Da análise, por investigadores, das transformações arquitetónicas e urbanísticas ocorridas em Portugal durante os anos que antecederam a Expo’98 e as duas décadas seguintes resultou o livro “Os Grandes Trabalhos e o Desejo da Cidade de Exceção”, apoiado pela Fundação para a Ciência e Tecnologia, coordenado por Paulo Tormenta Pinto, professor de Arquitetura e Urbanismo, e por Ana Brandão, investigadora sobre cidades e territórios, ambos do ISCTE.

Os autores concordam que este período foi marcado por um pensamento de excecionalidade urbanística, no qual a exposição mundial foi pretexto para desenvolver não só Lisboa, como outras 39 cidades, através dos programas Polis. No entanto, o período de criatividade urbanística acabou com o início da pandemia de covid-19 e agora, numa altura em que é urgente edificar nova habitação e em que há dinheiro do Plano de Recuperação e Resiliência (PRR) para o fazer até 2026, a nova construção corre o risco de dar razão ao provérbio “depressa e bem, não há quem”.

Euribor; habitação; casas; imobiliárioLusa

 

Segundo Paulo Tormenta Pinto, a Expo foi “um bom exemplo de atribuição de importância à cidade pensada”, embora nem tudo tenha corrido bem a nível metropolitano, já que “há projetos que praticamente não avançaram e permanecem expectantes”, como os terrenos da antiga Margueira (antiga Lisnave, em Almada) e algumas áreas da zona do Arco Ribeirinho Sul, no Seixal, Barreiro e Montijo, no distrito de Setúbal, a terceira travessia sobre o Tejo ou o novo aeroporto. Porém, na cidade de Lisboa as alterações são marcantes.

Além da requalificação do espaço oriental da cidade, foram edificadas, ainda nos anos 1990, equipamentos como o Centro Cultural de Belém e, nas décadas seguintes, registou-se o desenvolvimento de vários projetos, como o “Uma praça em cada bairro”, a reabilitação da Praça de Espanha, do Eixo Central ou do Campo das Cebolas e a aposta em corredores verdes, para a troca do automóvel por modos de mobilidade mais suave, “privilegiando o espaço público”, exemplificou.

Estas obras de requalificação acabaram por atrair novos investidores e estão muito associadas a políticas de atração de investimentos externos, etc., […] situações que também acabaram por causar uma carência da habitação, uma certa gentrificação das cidades e dificuldade de as pessoas conseguirem permanecer a habitar na própria cidade”, afirmou. Segundo o coordenador, o modelo de cidade desenvolvido na Expo’98 deixou de ser atrativo no início da pandemia, altura em “que vêm os problemas de sempre: a carência da habitação e a necessidade de fazer rápido”, associada ao Plano de Recuperação e Resiliência, disse.
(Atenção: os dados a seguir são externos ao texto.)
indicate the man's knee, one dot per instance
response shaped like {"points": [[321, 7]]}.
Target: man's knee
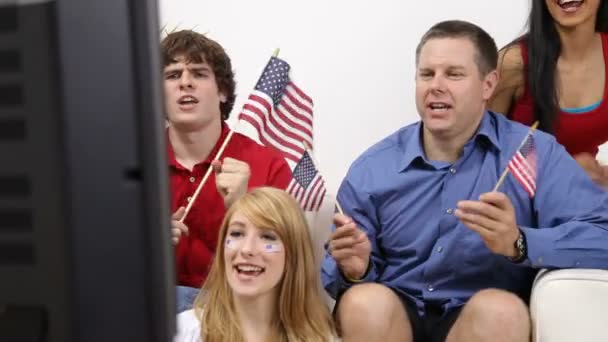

Tormenta Pinto destacou que ainda não existe um distanciamento suficiente para que os investigadores analisem o atual momento, e ficará para um próximo trabalho a avaliação dos verdadeiros impactos da construção com este nível de aceleração e como é que as políticas do ‘Simplex’ estão ou não a contribuir para o benefício do espaço urbano, mas já existem algumas evidências do que está a acontecer.

“Por aquilo que já é possível verificar, aquilo que temos é o regresso dos modelos de contratação associados à conceção-construção, a aceleração da construção da habitação ignorando a ideia do habitat e da cidade com múltiplas camadas de vivência. Portanto, entre os equipamentos, o espaço público, o comércio, etc., nós estamos muito focados em construir apenas habitação”, considerou, salientando que “esta nova realidade começa a ser visível” em áreas suburbanas de Lisboa.

O responsável destacou ainda que “todo o saber acumulado na experiência da Expo”, que poderia ajudar agora nesta nova fase, “foi deitado fora”, com o fim da Parque Expo e da EPUL (Empresa Pública de Urbanização de Lisboa) da Câmara Municipal de Lisboa.

“Ou seja, Portugal, quando vai enfrentar a crise da habitação pós-covid, já está desfalcado de algum conhecimento técnico que tinha sido acumulado”, sublinhou. O livro será apresentado na terça-feira, pelas 18:00, no Centro Cultural de Belém, em Lisboa, numa conferência com os geógrafos João Ferrão e Álvaro Domingues e os arquitetos Manuel Salgado e João Nunes, além dos autores.